Facebook Pixel Code

This is the forty-ninth article in a series dedicated to the various aspects of machine learning (ML). Today’s article will open back up our discussion of reinforcement learning, a topic we delved into a fair number of articles ago, for the purpose of filling you in on some aspects of this very popular form of learning that did not cover previously. In particular, we will go into Q learning, which is a form of learning where an agent needs to discover for itself the correct way to evaluate its right and wrong actions. 

There is a Japanese proverb that, in its translated form, goes “Get knocked down seven times, get up eight.” 

It can be assumed that this proverb was originally thought up to give humans a platitude about mental fortitude, but it can just as well be made the official motto of one of the most popular of all machine learning algorithms, reinforcement learning. 

We have covered the basics of reinforcement learning in a previous article, but this article will be focused on shining a light on some of the important aspects we did not quite get to cover last time. 

However, we would be remiss if we did not offer you a quick summary or recap of reinforcement learning. 

Reinforcement learning, or RL, is a form of learning where an agent is subjected to a trial and error style of learning hypotheses and achieving goals. 

If the agent is a robot, it may literally fall down 7 (or more, let’s say a number X) times while trying to perform a task. The strength of its learning algorithm can be measure by whether or not it is able to get up 8 (or X+1) times, or maybe just fall down less. (Here, we can take the phrase “fall down” to represent any form of failure an agent may experience). 

The very notion of reinforcement learning suggests the notion of an autonomous agent, one that will simply tip its hat to its developers and go out the door into the wild world to learn on its own about all of the unseen data. 

This image, really, is not too far from what a RL agent can do, but the developers, at least during the training stage, do not just leave the agent completely alone. Rather, they sort of watch from a distance, in a sense, by keeping a subtle and not constantly perceptible (for the agent, at least) “reward system” that functions a bit like treats for a dog, where an agent is “rewarded” with a computer-equivalent of a “good job” when it does a good job. Only, these rewards are given pretty inconsistently, so the agent will not always know whether it is doing a good job or not, only on occasion. It is guided by occasional hints. 

So, the burden is on the agent to formulate its own system of evaluation, just as it is expected to form hypotheses. This is done through a process called Q learning. 

Q Learning

Q learning creates an evaluation function that is focused on the expected reward, positive or negative, from certain states or actions. 

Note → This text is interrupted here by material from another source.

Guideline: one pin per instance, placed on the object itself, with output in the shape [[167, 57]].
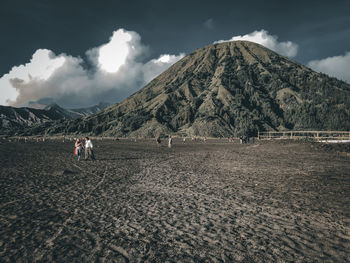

The agent does not need to know a single thing about its actions, environment, or the possible states it could be in beforehand when running an evaluation—in other words, it could get by with Q learning without a domain theory. 

Like many machine learning algorithms, the basic function is prediction, and the prediction here is what an action will do to change a certain state, and whether this change will be helpful with regards to reaching a goal or not. 

Overall, Q learning helps agents with the problem of limited knowledge. In reinforcement learning, the agent is basically left to its own devices when it comes to accomplishing a goal, with only occasional hints to whether it is on the right track or not. In the midst of this ambiguity, a method like Q learning can help it keep track of the very valuable rewards that developers offer it, and make strong, thoughtful predictions based off of this very limited knowledge. 


Reinforcement learning is a trial and error method of learning where an agent is offered only very occasional “rewards,” positive or negative, for its behavior. These sparse rewards are what an agent uses to inform its reaching of a goal, and the method Q learning helps agents better divine the kinds of rewards that are earned for which actions.